Señora Claudia de Carzino-Cormano, the mistress of Estancia Santo Catalina and its 80,599 (more or less) hectares, was a svelte woman in her mid-fifties, with a full head of luxuriant, gray-flecked black hair, drawn up from her neck to the top of her head.
When Sarita, her maid, entered to inform her that Padre Welner had just arrived and wished to see her, she was standing before a triple mirror in the dressing room of the master suite in the main house, wearing a simple black silk dress and holding a cross on a chain in each hand. “Where is he?”
“On the veranda, Señora.”
“Offer him coffee, or something to drink, and tell him I will be with him in a moment.”
“Sí, Señora.”
Claudia dropped her eyes to the crosses she was holding. The simple gold cross on its delicate chain in her left hand was quietly elegant, and was entirely appropriate for luncheon. The cross in her right hand was maybe three times the size of the other. Its heavy gold chain looked sturdy enough to hold an anchor. There were four rubies on the horizontal bar of the cross and six on the vertical. At their junction was an emerald-cut 1.5-carat diamond.

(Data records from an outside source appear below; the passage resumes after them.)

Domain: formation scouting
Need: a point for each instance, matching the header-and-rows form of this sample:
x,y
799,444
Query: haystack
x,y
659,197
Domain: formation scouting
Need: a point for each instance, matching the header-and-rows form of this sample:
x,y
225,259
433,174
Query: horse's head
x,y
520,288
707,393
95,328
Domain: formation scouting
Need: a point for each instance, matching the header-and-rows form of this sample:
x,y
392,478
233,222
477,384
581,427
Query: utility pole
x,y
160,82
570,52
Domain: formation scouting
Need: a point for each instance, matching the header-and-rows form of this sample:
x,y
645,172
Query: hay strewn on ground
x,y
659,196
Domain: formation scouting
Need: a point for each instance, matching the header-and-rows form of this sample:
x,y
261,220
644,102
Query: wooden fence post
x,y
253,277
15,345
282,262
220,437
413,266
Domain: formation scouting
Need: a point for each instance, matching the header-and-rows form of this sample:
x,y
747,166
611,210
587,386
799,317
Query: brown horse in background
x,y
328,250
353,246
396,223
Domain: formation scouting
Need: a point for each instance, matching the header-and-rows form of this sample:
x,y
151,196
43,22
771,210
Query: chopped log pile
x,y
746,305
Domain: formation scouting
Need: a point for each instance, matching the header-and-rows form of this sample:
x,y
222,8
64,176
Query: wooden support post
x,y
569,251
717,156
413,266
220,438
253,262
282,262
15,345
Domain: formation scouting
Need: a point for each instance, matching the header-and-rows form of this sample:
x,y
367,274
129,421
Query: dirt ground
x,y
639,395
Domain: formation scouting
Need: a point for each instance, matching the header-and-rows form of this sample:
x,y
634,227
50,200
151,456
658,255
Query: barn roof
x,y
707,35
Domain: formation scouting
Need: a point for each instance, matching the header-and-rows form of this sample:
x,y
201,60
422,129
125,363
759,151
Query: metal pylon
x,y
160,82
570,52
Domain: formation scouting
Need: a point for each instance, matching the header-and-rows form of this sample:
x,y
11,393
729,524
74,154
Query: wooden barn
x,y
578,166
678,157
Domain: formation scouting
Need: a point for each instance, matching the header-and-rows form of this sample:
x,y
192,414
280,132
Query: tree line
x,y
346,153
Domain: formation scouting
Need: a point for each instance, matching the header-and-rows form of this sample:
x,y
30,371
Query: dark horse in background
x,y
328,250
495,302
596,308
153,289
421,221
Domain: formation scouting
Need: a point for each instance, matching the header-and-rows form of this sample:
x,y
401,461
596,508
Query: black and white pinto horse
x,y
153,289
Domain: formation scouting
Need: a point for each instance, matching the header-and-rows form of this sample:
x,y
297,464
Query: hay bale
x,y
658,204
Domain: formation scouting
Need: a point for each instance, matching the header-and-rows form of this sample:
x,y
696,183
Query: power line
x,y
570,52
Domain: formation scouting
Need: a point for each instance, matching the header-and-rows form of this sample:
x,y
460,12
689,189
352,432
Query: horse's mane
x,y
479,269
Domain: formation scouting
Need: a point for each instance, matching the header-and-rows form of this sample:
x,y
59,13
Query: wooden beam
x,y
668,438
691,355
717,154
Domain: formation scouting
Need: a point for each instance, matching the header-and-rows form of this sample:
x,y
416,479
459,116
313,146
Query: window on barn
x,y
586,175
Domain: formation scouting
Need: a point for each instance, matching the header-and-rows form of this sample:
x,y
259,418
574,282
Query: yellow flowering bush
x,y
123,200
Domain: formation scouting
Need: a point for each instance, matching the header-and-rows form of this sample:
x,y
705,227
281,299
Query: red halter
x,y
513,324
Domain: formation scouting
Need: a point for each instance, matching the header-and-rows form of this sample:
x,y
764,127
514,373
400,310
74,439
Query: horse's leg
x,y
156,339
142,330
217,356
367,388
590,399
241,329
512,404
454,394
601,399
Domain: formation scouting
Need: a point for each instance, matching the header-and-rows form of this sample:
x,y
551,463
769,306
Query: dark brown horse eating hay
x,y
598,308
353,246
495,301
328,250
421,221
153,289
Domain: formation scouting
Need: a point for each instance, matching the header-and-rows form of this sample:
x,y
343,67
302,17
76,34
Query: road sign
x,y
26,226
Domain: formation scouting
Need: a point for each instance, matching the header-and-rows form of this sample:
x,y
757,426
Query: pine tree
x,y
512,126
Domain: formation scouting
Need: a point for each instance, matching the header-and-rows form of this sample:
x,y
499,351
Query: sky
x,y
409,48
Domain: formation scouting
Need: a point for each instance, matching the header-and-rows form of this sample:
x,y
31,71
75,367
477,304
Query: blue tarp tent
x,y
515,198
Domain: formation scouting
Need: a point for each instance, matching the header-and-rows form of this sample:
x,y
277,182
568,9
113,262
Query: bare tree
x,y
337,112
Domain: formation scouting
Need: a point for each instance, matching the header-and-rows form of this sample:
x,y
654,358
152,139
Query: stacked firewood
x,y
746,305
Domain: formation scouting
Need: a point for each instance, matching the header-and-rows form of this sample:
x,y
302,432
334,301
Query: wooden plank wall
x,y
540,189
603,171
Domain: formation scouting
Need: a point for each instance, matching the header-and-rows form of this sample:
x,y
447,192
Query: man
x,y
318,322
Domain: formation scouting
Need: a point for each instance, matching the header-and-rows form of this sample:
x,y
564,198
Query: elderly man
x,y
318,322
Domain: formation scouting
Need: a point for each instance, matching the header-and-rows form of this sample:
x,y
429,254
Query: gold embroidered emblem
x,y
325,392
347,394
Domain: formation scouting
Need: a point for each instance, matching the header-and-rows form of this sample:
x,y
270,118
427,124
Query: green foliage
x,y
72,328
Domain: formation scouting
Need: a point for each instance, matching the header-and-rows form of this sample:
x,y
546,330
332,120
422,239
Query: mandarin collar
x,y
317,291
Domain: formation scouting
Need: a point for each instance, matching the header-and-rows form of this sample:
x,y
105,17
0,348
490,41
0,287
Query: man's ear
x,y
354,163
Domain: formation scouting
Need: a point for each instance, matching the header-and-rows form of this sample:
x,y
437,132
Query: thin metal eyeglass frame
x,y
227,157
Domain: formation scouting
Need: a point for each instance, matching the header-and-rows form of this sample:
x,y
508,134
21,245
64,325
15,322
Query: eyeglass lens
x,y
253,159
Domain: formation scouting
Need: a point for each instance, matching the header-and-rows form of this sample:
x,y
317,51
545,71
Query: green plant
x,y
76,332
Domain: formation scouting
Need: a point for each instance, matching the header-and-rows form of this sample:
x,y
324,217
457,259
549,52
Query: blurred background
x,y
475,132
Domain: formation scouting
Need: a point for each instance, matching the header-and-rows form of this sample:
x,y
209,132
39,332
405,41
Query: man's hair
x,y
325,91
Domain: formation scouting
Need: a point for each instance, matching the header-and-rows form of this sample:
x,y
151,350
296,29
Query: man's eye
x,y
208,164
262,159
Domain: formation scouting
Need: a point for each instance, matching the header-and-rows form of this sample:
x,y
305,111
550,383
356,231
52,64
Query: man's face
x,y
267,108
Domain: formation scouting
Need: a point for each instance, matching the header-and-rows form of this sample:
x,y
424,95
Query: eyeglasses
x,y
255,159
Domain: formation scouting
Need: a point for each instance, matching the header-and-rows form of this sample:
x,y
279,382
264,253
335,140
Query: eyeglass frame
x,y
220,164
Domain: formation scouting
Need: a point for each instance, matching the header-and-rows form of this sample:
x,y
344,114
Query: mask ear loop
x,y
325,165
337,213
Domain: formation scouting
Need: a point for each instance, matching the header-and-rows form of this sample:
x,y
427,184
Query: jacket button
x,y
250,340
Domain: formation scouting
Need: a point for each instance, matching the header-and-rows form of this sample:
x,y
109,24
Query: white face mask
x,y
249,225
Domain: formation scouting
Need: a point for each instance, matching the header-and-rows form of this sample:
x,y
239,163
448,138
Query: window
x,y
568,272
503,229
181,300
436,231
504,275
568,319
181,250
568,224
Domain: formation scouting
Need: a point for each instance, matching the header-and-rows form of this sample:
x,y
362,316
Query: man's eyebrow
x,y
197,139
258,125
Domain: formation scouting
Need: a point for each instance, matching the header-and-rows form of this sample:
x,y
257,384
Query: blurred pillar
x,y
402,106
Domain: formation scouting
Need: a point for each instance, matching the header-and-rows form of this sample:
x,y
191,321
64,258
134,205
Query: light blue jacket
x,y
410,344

It looks like costume jewelry, Claudia thought. Of the type worn by a successful brothel madam.
But it’s real. The best that money could buy—if taste doesn’t enter the equation.
I can’t even remember any more what Jorge did, just that I had every right to be angry with him, and he knew it, and this was his peace offering.
She had imagined then, and imagined now, Jorge standing in the jewelry store off the lobby of the Alvear Plaza Hotel, being shown their entire collection of crosses and picking this one because it was the most expensive.
Anything to make peace. He couldn’t stand it when I was angry with him. He really loved me.
Oh, Jorge!
Her eyes watered, and she closed them, and then she put the simple cross back in her jewelry box and fastened Jorge’s cross around her neck.
Padre Welner will understand.
Señora Claudia de Carzino-Cormano and el Coronel Jorge Frade had been lovers—in fact, all but married—for many years. Though both of their spouses had died, for various reasons marriage had been out of the question.